Если вы пробегаете глазами эти строки, значит, вы не родились слепым. Значит вы никогда не поймете, что мир может состоять только из запахов, звуков, вкусов, прикосновений. Значит вы знаете, что такое горизонт, бездна неба, бескрайность дали, готический собор и улыбка Джоконды.

Слепым доступно многое из того, в чем реализуют себя люди, и искусство в том числе. Им доступна музыка, литература, театр и даже скульптура. Но живопись… Неразрывное – слепой музыкант, и странное – незрячий художник… Никакой черный цвет не в силах передать убедительную мглу, окружающую тебя от рождения… «Семь цветов радуги» — это пустой звук, в котором осязаемо только число. Слепорожденному можно объяснить все, кроме того, что небо голубое, трава зеленая, а снег – белый. Странно, правда? Ведь эти понятия входят в нашу жизнь так прочно и в таком далеком детстве, что кажется, будто мы родились с этим знанием. Мы не помним, как нас учили различать цвета, как нам говорили: смотри – это голубое, а это – зеленое. И даже ослепнув, мы будем помнить цвет заката и цвет глаз любимого человека.

Были глухие композиторы. Но чтобы рисовать, нужно видеть.

Сначала ему было просто интересно познавать мир, к тому же в темноте нужно уметь ориентироваться.

Он не знал, что такое цвет, с рождения. Он выбирал себе место и усаживался ощущать окружающее.
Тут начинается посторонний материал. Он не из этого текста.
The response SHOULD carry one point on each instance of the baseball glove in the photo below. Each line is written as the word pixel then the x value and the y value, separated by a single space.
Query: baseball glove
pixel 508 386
Огромная вселенная, набитая человеческим и нечеловеческим хламом, вливалась в него, но он не переполнялся. В нем всегда оставалось место еще для капли, и он понимал, что никогда эта капля не станет последней. Он впитывал всю бесконечность ощущений. Впитывал всюду: в городских дворах, в сутолоке метро, в загородной тишине.

Природа со своей величавой уверенностью в жизни как таковой нравилась ему больше всего. Он перебрался жить за город. Там, в окружении ветра, деревьев и солнца, он продолжал свое странное созерцательство сутками. Сутки сложились в года…
У него появилась способность ощущать цвета. Каким-то пятым, необъяснимым чувством он (не угадывал, нет!) воспринимал и различал их. Эта способность потрясла его и помогла вобрать в себя еще больше из насыщенности окружающего. Он научился видеть. Но видеть не глазами, а душой…

Ему снились запахи, звуки…

Он понял, что вселенная прошла сквозь него, расщепляя его на мириады атомов и заполняя в нем мельчайшие пустоты. И в то же время он каким-то глупым квантиком мчится сквозь вселенную, наполняя часть ее пустоты. Ныло от этого в груди и переставало ощущаться тело. Как будто ты есть сам по себе, и одновременно тебя нет, а есть что-то запредельно огромное.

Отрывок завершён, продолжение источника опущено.